Gurdwara Singh Sabha🪯, Abbottabad🇵🇰: From Sacred Sikh Shrine to Neglected Relic Amid Illegal Encroachments

Abbottabad, Pakistan — Once a serene symbol of Sikh spirituality, the historic Gurdwara Singh Sabha in Abbottabad now stands as a crumbling reminder of Pakistan’s vanishing religious heritage. Once echoing with the prayers of devotees, the gurdwara is today engulfed by illegal shops, its sanctity lost to apathy, encroachment, and government neglect.

Built well before the partition of British India in 1947, Gurdwara Singh Sabha served as a central place of worship for the Sikh community in the Hazara region. But decades after the mass migration of Sikhs to India during Partition, the site has fallen into a state of disrepair — a fate shared by dozens of Sikh and Hindu religious sites across Pakistan.

Despite constitutional guarantees for the protection of minority religious sites, the reality on the ground paints a grim picture. Local sources report that portions of the gurdwara’s premises have been converted into private shops, with scant intervention from municipal or heritage authorities. What was once a courtyard for spiritual reflection is now crowded with commercial activity.

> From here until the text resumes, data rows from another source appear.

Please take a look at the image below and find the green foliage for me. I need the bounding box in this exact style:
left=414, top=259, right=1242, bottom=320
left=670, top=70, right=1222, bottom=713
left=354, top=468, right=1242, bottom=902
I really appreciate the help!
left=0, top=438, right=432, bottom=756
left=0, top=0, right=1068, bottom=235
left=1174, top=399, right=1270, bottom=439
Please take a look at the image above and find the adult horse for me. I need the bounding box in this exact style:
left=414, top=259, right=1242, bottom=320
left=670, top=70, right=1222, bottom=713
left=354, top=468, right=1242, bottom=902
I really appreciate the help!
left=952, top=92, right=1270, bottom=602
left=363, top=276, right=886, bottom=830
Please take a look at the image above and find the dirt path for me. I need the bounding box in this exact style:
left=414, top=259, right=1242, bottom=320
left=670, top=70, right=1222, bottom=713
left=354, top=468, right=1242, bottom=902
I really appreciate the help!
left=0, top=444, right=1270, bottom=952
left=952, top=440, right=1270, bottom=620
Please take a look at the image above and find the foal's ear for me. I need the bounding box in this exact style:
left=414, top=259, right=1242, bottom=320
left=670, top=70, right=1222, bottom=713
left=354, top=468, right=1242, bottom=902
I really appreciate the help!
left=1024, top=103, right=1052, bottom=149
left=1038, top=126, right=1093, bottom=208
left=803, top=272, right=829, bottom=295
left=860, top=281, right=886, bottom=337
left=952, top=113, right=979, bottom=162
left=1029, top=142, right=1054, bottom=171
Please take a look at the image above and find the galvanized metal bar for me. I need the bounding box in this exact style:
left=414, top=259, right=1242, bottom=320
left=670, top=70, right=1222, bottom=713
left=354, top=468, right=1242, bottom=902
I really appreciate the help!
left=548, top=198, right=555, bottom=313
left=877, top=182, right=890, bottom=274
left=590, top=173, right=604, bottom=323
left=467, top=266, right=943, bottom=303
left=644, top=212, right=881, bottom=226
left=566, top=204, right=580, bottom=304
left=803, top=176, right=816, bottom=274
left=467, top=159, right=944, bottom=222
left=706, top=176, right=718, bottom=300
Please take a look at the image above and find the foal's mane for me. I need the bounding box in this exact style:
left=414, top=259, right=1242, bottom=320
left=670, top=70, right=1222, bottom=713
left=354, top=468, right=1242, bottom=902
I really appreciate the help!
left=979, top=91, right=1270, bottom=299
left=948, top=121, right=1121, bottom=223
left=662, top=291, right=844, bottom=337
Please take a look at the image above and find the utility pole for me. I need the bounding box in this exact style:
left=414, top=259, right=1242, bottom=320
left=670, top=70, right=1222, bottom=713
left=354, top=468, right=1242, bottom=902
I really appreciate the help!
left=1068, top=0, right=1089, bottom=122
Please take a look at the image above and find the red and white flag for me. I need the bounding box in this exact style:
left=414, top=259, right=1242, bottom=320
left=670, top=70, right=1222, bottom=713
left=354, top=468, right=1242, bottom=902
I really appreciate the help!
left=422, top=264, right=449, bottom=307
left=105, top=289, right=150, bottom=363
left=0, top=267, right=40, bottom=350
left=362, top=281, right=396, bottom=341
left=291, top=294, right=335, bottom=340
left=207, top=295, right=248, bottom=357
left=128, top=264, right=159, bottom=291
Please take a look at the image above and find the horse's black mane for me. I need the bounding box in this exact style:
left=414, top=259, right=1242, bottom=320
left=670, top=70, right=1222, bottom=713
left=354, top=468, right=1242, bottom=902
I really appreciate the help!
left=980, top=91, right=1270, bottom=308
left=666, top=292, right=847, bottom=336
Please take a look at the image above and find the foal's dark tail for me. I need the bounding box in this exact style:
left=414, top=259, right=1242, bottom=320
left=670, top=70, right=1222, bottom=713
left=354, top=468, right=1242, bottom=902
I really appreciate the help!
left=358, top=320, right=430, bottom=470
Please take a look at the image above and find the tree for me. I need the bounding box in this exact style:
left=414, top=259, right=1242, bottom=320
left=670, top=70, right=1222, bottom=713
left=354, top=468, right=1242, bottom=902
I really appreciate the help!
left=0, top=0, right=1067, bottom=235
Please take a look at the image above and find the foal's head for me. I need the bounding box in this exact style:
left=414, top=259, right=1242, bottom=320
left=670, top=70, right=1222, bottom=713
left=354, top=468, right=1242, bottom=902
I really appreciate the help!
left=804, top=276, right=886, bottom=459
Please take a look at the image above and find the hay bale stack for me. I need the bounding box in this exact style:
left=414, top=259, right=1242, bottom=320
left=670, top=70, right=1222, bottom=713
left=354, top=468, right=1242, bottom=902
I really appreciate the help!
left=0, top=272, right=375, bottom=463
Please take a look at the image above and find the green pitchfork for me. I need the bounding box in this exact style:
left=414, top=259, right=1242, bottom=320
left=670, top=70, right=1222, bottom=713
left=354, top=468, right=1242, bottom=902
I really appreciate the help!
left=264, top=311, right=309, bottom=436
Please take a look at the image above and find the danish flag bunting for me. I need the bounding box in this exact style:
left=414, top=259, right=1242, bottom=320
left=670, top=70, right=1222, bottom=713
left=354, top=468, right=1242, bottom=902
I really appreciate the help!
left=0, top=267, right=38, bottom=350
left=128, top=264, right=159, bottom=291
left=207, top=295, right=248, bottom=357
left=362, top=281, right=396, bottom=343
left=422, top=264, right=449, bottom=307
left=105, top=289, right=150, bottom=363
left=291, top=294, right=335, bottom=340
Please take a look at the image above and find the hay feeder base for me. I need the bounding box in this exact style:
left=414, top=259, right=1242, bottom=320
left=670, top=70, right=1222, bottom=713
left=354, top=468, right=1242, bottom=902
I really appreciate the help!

This neglect raises an uncomfortable contradiction in Pakistan’s approach to Sikh heritage. The Kartarpur Corridor — inaugurated in 2019 with international praise — is often touted by Islamabad as a gesture of interfaith harmony and regional peace. While it has indeed enabled thousands of Sikh pilgrims from India and abroad to visit one of their religion’s holiest sites, critics argue that Pakistan’s reverence for Kartarpur is not reflected in the treatment of other gurdwaras scattered across the country.

“Why the eagerness to showcase Kartarpur, while dozens of other sacred Sikh shrines silently decay?” asked one human rights activist who requested anonymity due to safety concerns. “One corridor cannot erase decades of decay and dispossession.”

Historians note that after Partition, many religious structures — including Hindu temples and Sikh gurdwaras — were either occupied, demolished, or repurposed without formal documentation or accountability. In cities like Lahore, Peshawar, and Abbottabad, old temples and gurdwaras have been converted into schools, warehouses, or homes — often with no plaque or marker to indicate their religious past.

The Evacuee Trust Property Board (ETPB), the government body responsible for the oversight of non-Muslim religious properties in Pakistan, has often come under criticism for inadequate preservation efforts and a lack of transparency. In the case of Gurdwara Singh Sabha, repeated appeals by heritage activists for restoration and protection have gone unanswered.

As Pakistan positions itself as a protector of religious minorities on the international stage, the condition of places like Gurdwara Singh Sabha tells a more complicated story — one where history, faith, and identity are quietly erased in the name of progress and profit.

For the dwindling Sikh population in Pakistan, and for millions in the global Sikh diaspora, the loss of such sites is more than a cultural erasure; it is the silencing of sacred memory.